Nevada voters initially approved the ban on same-sex marriage through a voter-driven initiative petition; it passed in the 2000 and 2002 election cycles. Voters in the 2002 election supported the measure on a 67 to 33 percent split.

In 2014, the Ninth Circuit Court struck down Nevada’s same-sex marriage ban, saying it violated the Equal Protection Clause of the U.S. Constitution. That decision effectively enjoined the marriage ban in the state Constitution, allowing county clerks in October 2014 to begin issuing marriage licenses to same-sex couples.

Nationally, all state-based same-sex marriage bans were overturned in 2015 following the U.S. Supreme Court’s 5-4 decision in Obergefell v. Hodges. That decision, authored by former Justice Anthony Kennedy, overruled same-sex marriage bans in 30 states and found that the right to marry (regardless of gender) is protected under the Constitution’s due process clause.

Nevada lawmakers in 2017 approved AB229, which updated state law to recognize and authorize the issuing of marriage licenses regardless of gender. 

Passing Question 2 in 2020 would not change any marriage practices in Nevada, but would remove the unenforceable and struck-down language regarding marriage from the state’s Constitution.

What have other states done? Of the 30 states that had passed or implemented a same-sex marriage ban prior to the high court’s Obergefell decision, Nevada is the first to bring forth a ballot question reversing its previously enacted same-sex marriage ban.

Arguments for passing Question 2: Supporters of the ballot question (in a digest published by the secretary of state’s office) say approval would take “discriminatory language” out of Nevada’s constitution and ensure “marriage equality for all Nevadans.”

They also say the religious exemption preserves the “constitutional right to religious freedom,” and won’t force individual clergy to perform a marriage.
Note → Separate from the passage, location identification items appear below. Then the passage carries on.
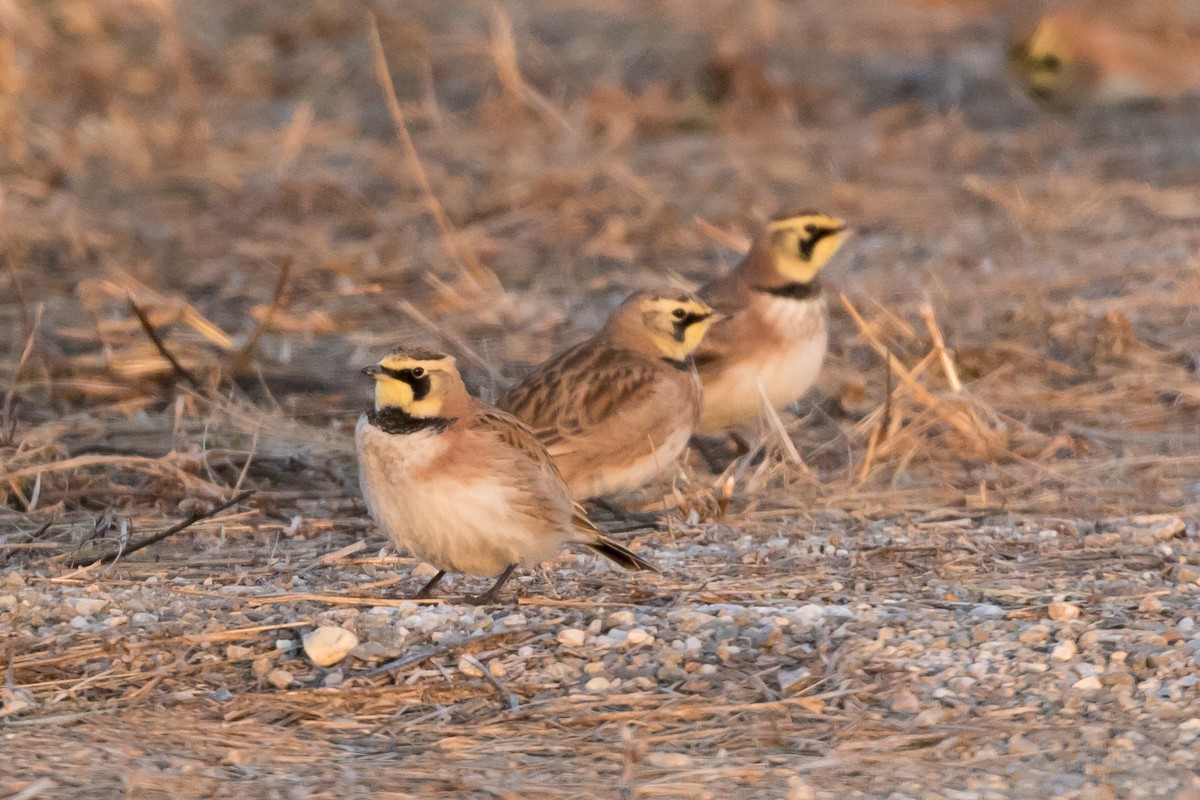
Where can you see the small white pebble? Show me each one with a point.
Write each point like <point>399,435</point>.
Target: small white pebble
<point>89,606</point>
<point>468,668</point>
<point>280,678</point>
<point>639,636</point>
<point>569,637</point>
<point>328,644</point>
<point>1065,650</point>
<point>424,570</point>
<point>622,618</point>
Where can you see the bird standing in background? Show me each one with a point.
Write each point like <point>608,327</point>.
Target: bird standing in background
<point>619,408</point>
<point>1072,60</point>
<point>775,337</point>
<point>460,483</point>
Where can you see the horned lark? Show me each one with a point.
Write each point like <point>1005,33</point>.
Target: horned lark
<point>1072,60</point>
<point>619,408</point>
<point>775,337</point>
<point>460,483</point>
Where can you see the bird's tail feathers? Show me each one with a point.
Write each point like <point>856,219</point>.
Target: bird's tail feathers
<point>619,554</point>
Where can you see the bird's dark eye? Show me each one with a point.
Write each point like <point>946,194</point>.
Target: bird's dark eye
<point>1051,62</point>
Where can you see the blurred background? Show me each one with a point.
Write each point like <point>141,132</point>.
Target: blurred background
<point>235,170</point>
<point>213,214</point>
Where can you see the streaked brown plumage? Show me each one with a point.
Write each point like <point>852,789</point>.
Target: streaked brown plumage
<point>462,485</point>
<point>617,409</point>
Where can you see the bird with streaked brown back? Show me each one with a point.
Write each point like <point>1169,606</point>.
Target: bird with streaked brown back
<point>619,408</point>
<point>460,483</point>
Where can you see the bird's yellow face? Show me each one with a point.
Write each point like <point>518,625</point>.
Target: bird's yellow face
<point>413,380</point>
<point>678,324</point>
<point>1048,67</point>
<point>804,244</point>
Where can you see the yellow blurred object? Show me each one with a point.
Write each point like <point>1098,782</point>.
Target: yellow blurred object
<point>1072,60</point>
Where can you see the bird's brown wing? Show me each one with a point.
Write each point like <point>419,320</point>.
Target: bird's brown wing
<point>581,390</point>
<point>516,434</point>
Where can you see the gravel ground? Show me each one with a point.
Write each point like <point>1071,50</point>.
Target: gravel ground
<point>971,575</point>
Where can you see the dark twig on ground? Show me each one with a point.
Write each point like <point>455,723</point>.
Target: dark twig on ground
<point>106,558</point>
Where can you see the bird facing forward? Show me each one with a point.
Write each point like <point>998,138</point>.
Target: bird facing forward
<point>775,336</point>
<point>460,483</point>
<point>618,408</point>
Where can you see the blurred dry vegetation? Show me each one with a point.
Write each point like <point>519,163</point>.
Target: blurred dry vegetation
<point>231,179</point>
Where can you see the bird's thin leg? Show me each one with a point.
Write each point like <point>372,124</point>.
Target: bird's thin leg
<point>427,589</point>
<point>607,505</point>
<point>491,594</point>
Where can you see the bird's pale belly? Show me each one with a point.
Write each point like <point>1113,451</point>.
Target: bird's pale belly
<point>589,481</point>
<point>733,397</point>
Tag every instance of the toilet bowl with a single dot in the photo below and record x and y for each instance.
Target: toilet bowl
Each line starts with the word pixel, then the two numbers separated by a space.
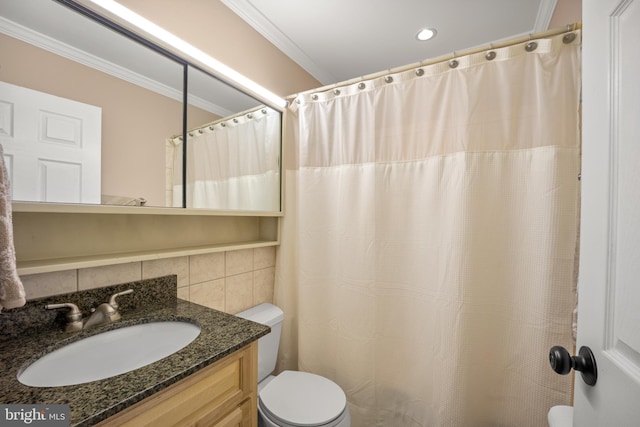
pixel 292 398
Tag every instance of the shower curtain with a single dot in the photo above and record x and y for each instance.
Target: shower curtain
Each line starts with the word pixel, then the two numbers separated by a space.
pixel 428 257
pixel 233 164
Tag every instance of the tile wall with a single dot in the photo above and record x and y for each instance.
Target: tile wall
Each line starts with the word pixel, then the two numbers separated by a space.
pixel 229 281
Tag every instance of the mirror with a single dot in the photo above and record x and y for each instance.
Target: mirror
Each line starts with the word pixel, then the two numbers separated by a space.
pixel 118 105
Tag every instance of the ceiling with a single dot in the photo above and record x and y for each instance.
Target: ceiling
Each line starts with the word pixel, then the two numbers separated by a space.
pixel 337 40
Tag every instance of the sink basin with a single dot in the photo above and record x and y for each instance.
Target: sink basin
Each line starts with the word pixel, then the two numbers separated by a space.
pixel 109 354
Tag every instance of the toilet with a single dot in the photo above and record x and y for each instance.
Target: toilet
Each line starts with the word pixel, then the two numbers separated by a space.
pixel 292 398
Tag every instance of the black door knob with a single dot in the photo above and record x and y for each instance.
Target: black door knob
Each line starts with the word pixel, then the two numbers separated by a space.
pixel 562 362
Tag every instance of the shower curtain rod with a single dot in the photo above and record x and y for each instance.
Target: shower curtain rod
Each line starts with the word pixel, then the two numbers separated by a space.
pixel 444 58
pixel 224 119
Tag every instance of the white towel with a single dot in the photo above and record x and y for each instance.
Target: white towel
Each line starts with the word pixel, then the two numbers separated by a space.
pixel 11 290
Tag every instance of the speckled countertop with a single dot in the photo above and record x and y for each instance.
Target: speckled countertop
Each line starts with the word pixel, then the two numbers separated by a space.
pixel 30 332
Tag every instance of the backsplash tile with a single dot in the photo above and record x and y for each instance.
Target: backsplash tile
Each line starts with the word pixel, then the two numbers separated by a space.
pixel 210 294
pixel 264 257
pixel 47 284
pixel 160 267
pixel 227 281
pixel 239 292
pixel 263 283
pixel 238 262
pixel 206 267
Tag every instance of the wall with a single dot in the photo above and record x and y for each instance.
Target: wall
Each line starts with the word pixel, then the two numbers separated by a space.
pixel 229 281
pixel 135 121
pixel 214 28
pixel 566 12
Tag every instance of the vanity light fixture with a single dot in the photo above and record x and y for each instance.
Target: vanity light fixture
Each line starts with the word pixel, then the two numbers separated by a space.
pixel 191 51
pixel 425 34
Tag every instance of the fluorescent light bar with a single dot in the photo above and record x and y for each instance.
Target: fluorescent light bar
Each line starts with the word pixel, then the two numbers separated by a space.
pixel 189 50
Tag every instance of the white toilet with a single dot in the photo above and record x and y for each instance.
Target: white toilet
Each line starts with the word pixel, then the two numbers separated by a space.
pixel 292 399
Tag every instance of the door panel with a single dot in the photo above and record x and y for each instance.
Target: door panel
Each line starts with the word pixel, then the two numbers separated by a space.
pixel 609 283
pixel 52 146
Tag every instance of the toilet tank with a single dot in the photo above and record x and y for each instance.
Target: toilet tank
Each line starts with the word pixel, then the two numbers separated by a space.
pixel 270 315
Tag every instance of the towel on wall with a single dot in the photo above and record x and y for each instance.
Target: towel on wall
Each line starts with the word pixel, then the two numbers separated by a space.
pixel 11 290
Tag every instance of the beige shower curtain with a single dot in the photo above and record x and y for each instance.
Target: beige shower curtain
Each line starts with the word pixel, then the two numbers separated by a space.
pixel 428 244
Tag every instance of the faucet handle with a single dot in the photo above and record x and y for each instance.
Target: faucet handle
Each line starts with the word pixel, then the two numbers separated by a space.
pixel 74 316
pixel 112 299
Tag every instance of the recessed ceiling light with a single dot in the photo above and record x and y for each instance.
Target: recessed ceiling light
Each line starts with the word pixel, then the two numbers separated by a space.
pixel 426 34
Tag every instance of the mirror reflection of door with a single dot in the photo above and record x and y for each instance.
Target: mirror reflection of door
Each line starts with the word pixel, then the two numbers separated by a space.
pixel 51 48
pixel 51 146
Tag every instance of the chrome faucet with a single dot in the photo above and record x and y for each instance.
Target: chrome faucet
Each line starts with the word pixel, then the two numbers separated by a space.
pixel 105 313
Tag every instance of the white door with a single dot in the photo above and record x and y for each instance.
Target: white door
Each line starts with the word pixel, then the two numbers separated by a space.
pixel 51 146
pixel 609 283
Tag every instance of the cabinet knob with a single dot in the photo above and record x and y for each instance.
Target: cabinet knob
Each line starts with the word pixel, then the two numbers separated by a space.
pixel 562 362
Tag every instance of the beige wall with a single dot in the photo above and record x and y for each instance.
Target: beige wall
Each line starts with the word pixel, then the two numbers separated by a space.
pixel 214 28
pixel 229 281
pixel 567 12
pixel 135 122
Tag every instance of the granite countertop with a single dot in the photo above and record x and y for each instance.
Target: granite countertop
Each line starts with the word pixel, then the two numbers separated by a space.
pixel 23 343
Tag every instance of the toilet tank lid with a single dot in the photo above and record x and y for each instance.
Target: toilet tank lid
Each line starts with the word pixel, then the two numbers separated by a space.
pixel 266 314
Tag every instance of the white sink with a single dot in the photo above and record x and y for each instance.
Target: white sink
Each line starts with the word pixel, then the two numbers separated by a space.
pixel 109 354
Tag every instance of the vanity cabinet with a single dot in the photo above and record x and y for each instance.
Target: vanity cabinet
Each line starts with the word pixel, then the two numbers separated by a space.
pixel 222 395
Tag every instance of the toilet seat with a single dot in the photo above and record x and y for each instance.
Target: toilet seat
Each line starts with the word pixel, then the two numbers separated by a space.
pixel 302 399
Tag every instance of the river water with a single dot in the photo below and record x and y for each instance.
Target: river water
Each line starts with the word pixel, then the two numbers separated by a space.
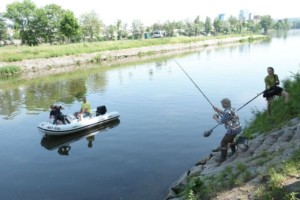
pixel 159 134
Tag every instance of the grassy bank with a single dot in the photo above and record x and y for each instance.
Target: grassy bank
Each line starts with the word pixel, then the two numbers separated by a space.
pixel 239 174
pixel 281 112
pixel 12 54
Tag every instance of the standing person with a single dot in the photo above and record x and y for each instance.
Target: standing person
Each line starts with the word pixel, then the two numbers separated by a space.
pixel 85 108
pixel 272 88
pixel 52 114
pixel 230 119
pixel 56 114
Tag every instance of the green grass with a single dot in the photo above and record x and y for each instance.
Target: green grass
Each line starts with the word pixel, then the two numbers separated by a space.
pixel 277 175
pixel 281 112
pixel 9 70
pixel 237 175
pixel 12 53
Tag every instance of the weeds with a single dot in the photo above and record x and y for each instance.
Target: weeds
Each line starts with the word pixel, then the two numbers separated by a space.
pixel 8 70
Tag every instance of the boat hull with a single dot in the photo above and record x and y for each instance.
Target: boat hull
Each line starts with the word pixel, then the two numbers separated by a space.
pixel 77 126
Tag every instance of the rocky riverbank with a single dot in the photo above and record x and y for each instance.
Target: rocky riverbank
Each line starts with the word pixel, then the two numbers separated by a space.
pixel 250 165
pixel 57 63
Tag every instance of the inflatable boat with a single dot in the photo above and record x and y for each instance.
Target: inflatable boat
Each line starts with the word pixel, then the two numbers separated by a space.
pixel 64 142
pixel 73 124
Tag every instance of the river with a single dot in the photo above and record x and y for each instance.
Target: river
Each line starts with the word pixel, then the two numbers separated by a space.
pixel 162 120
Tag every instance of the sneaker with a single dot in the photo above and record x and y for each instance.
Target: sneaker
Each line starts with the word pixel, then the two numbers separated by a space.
pixel 217 149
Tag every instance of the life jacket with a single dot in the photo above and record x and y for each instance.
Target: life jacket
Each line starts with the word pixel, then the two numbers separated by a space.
pixel 233 122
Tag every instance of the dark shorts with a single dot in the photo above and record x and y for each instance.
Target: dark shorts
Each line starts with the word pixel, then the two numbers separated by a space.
pixel 275 90
pixel 86 114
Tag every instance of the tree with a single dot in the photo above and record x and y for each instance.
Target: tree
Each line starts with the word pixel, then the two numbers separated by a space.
pixel 207 25
pixel 23 16
pixel 110 32
pixel 198 26
pixel 69 26
pixel 119 29
pixel 3 28
pixel 217 25
pixel 91 25
pixel 266 23
pixel 282 25
pixel 54 15
pixel 137 29
pixel 169 28
pixel 234 24
pixel 189 30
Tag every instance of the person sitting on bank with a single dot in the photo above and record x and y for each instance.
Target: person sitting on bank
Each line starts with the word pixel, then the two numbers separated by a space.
pixel 85 110
pixel 272 88
pixel 230 119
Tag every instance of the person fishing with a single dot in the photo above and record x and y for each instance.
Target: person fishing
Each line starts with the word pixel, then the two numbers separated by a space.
pixel 230 119
pixel 272 88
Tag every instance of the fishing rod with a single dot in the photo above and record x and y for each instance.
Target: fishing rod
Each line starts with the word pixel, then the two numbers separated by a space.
pixel 208 133
pixel 194 83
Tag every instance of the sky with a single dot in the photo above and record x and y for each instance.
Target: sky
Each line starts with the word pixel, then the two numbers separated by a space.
pixel 160 11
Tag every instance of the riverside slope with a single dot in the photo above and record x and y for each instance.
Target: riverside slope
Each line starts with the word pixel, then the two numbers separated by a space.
pixel 265 151
pixel 57 63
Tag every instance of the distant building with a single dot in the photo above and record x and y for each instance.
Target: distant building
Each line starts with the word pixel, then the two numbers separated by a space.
pixel 244 15
pixel 222 17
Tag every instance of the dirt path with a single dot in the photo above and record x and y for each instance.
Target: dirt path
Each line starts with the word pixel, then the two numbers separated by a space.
pixel 264 152
pixel 44 64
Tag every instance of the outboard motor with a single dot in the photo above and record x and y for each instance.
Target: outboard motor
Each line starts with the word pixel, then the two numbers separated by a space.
pixel 101 110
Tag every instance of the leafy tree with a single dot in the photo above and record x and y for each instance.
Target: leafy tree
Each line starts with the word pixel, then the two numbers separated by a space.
pixel 207 25
pixel 137 29
pixel 110 32
pixel 253 27
pixel 54 15
pixel 189 29
pixel 119 29
pixel 266 23
pixel 169 28
pixel 296 25
pixel 91 25
pixel 217 25
pixel 198 26
pixel 22 14
pixel 282 25
pixel 234 24
pixel 69 26
pixel 3 28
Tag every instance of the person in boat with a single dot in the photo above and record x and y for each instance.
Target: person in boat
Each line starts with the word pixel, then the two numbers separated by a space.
pixel 230 119
pixel 85 109
pixel 52 113
pixel 272 88
pixel 56 114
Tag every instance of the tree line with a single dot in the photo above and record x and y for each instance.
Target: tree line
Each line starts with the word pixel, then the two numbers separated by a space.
pixel 52 24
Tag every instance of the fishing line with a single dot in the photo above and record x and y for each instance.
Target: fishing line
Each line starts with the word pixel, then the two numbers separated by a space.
pixel 208 133
pixel 194 83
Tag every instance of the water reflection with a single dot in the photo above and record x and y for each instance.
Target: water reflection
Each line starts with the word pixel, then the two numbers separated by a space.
pixel 63 143
pixel 36 95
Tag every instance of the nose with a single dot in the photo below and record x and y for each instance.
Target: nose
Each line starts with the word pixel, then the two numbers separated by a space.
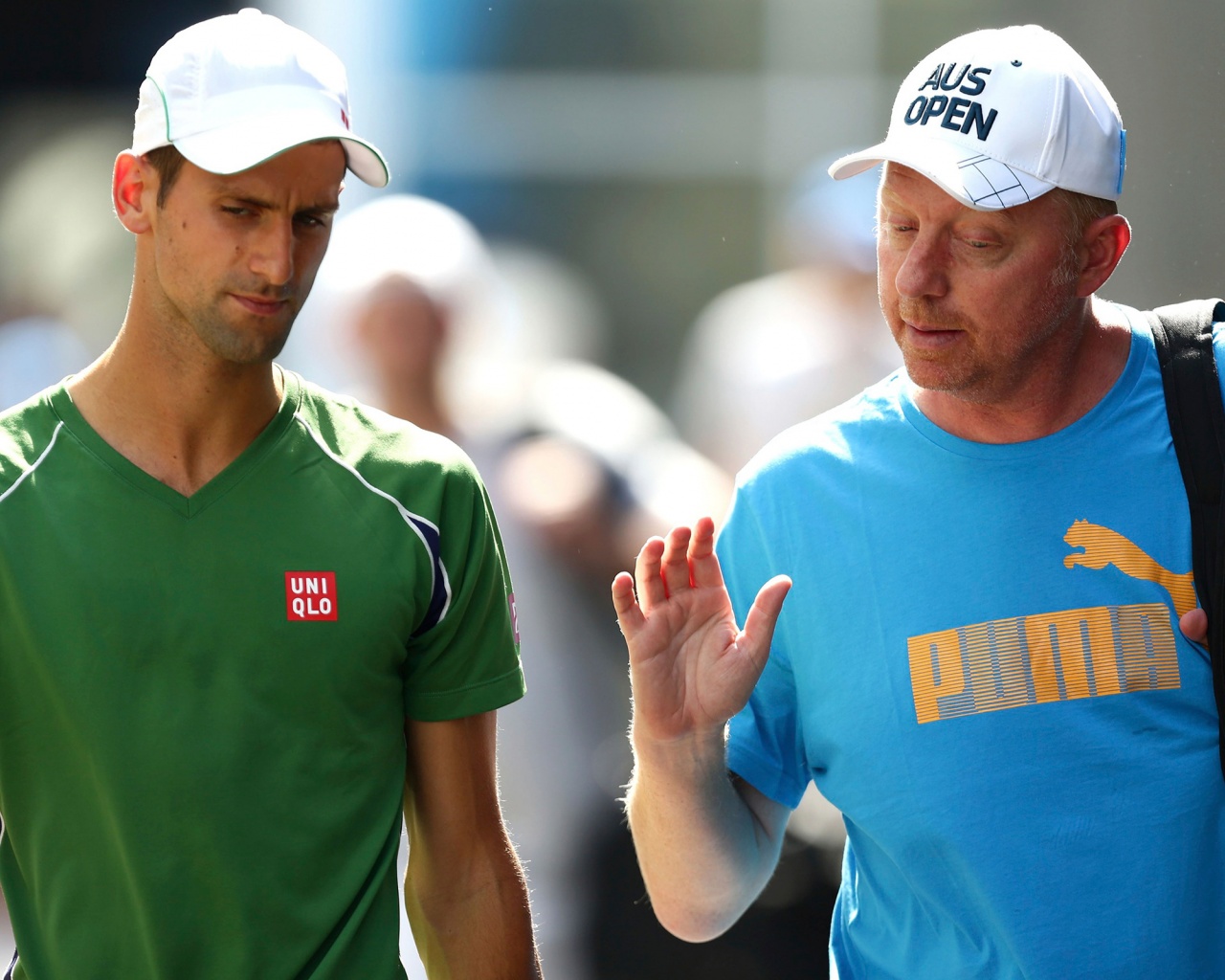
pixel 924 268
pixel 272 256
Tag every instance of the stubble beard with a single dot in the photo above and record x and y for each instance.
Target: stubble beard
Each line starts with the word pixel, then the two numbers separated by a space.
pixel 968 374
pixel 236 344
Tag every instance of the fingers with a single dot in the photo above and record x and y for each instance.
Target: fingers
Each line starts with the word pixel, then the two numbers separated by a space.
pixel 762 617
pixel 675 561
pixel 704 567
pixel 629 615
pixel 1194 625
pixel 646 573
pixel 668 567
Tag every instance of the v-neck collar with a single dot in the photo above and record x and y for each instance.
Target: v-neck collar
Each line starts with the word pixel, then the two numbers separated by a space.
pixel 189 506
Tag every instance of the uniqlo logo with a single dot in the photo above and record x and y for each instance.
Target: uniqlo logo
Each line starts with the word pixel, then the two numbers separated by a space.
pixel 310 595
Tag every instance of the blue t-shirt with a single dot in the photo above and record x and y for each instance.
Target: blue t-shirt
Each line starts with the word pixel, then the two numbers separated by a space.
pixel 980 665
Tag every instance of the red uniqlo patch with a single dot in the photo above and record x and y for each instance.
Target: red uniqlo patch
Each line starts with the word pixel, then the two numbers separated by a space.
pixel 310 595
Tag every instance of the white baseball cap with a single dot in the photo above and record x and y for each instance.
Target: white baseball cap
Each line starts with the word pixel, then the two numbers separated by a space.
pixel 234 91
pixel 1000 117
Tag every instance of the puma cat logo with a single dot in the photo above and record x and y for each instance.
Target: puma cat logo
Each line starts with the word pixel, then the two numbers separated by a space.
pixel 1103 546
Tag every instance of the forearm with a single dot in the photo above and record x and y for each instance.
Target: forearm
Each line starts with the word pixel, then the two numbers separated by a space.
pixel 472 920
pixel 703 852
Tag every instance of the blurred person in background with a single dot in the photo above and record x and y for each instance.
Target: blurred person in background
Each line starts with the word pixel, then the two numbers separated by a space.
pixel 786 346
pixel 493 345
pixel 980 659
pixel 35 352
pixel 248 630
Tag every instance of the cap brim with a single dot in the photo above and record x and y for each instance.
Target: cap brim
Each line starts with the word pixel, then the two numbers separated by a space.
pixel 249 143
pixel 978 180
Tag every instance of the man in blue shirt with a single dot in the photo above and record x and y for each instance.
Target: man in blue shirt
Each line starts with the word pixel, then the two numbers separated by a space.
pixel 989 555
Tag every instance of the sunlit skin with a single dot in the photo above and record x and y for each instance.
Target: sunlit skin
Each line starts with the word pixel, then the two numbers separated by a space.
pixel 222 270
pixel 234 256
pixel 992 309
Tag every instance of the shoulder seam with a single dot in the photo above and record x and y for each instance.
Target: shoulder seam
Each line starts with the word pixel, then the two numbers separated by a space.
pixel 425 529
pixel 34 466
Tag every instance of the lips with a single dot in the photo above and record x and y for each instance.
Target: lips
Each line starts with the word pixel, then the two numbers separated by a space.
pixel 261 305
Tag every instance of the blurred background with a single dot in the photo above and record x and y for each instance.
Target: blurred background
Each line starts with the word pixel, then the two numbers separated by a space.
pixel 615 271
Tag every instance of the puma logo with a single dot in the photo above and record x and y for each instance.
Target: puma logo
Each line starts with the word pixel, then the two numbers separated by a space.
pixel 1103 546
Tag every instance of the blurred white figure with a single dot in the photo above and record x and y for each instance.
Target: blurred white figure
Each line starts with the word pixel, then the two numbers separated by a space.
pixel 35 352
pixel 414 313
pixel 779 349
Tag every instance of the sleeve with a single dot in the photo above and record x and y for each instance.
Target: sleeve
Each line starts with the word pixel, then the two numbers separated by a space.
pixel 765 743
pixel 464 656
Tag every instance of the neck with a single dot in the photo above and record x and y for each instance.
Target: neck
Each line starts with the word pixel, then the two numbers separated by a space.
pixel 1059 386
pixel 180 420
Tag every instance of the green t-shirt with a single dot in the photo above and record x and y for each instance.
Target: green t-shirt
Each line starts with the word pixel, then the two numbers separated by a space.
pixel 202 699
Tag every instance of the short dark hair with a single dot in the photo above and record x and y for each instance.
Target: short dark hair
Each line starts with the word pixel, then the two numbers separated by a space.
pixel 168 162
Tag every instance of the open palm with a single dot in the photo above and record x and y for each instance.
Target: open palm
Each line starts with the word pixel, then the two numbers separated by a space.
pixel 691 666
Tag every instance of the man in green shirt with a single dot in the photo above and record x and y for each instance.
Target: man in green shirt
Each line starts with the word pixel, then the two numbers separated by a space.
pixel 246 628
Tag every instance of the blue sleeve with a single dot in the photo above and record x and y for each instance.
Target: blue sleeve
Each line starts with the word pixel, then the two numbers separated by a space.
pixel 765 745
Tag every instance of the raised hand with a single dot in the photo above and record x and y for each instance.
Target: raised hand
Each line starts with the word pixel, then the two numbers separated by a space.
pixel 691 666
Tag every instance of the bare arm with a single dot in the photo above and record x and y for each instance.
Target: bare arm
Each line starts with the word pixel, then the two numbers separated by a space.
pixel 466 896
pixel 707 844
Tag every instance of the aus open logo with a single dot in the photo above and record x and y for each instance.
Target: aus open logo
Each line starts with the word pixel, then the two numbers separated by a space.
pixel 310 597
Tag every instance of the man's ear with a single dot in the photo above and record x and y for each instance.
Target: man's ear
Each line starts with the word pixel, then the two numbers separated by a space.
pixel 1103 243
pixel 134 191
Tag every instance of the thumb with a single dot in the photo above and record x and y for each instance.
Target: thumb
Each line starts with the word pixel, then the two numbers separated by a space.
pixel 764 616
pixel 1194 625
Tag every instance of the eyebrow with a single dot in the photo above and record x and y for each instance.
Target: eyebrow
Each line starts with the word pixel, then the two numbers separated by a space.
pixel 327 207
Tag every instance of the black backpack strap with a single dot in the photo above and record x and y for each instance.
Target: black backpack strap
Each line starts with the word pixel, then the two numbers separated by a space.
pixel 1184 336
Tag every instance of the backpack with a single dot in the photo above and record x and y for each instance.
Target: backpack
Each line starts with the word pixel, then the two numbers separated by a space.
pixel 1184 336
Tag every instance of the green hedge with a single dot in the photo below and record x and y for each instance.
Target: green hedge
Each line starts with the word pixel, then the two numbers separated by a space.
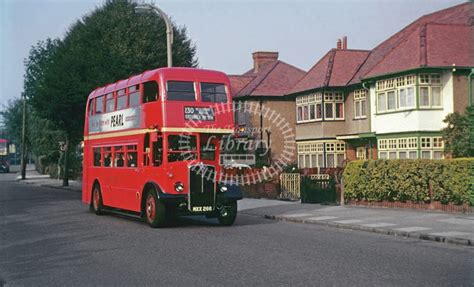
pixel 452 180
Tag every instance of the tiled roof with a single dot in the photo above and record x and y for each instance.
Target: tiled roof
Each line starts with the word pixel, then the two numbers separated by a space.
pixel 238 82
pixel 439 39
pixel 272 79
pixel 336 69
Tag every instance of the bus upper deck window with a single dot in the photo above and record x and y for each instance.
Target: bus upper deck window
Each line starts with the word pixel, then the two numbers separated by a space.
pixel 214 93
pixel 109 103
pixel 180 91
pixel 121 99
pixel 91 106
pixel 99 105
pixel 150 92
pixel 134 96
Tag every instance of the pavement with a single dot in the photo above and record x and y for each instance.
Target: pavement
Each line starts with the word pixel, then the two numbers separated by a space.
pixel 453 228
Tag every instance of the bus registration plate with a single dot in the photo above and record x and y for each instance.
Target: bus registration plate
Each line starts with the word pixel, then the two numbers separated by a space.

They further argue that domestic partnerships, which were previously allowed under Nevada law, are not equal either legally or for tax purposes to a marriage. 

Arguments against passing Question 2: Opponents (in a digest published by the secretary of state’s office) say the measure is unnecessary and that domestic partnerships are “a viable option for same-sex couples in Nevada.”

They also state that same-sex marriage “raises serious questions” about the right to religious freedom in Nevada, and that voters are being asked two decades later to approve a change on an issue that voters already decided twice at the ballot box.

How Question 2 qualified for the ballot: This question comes to voters after being approved during the last two sessions of the Legislature.

The initial version of the constitutional amendment (AJR2) was introduced in the 2017 Legislature and sponsored by former Assemblyman Nelson Araujo and state Sen. David Parks. It passed on a party-line 27-14 vote in the Assembly, but on a 19-2 vote in the state Senate after it was amended to include language on religious exemption. 

AJR2 returned to the 2019 Legislature, where it passed on a 37-2 vote in the Assembly and on a 19-2 vote in the Senate, sending the proposed constitutional change to the 2020 ballot.

Primary funders: No political action committees supporting or opposing the ballot question have been formed. 

A coalition of progress groups, including the ACLU of Nevada, Battle Born Progress, Human Rights Campaign, Make the Road Nevada, Progressive Leadership Alliance of Nevada, Planned Parenthood Advocates and Silver State Equality formed a “Yes on Question 2” coalition in early September.

Financial impact: There is no anticipated financial impact expected if Question 2 passes, given that same-sex marriage is already recognized in Nevada.

Status: If approved by a majority of voters, the language in Question 2 will become part of Nevada’s Constitution on Nov. 24, 2020.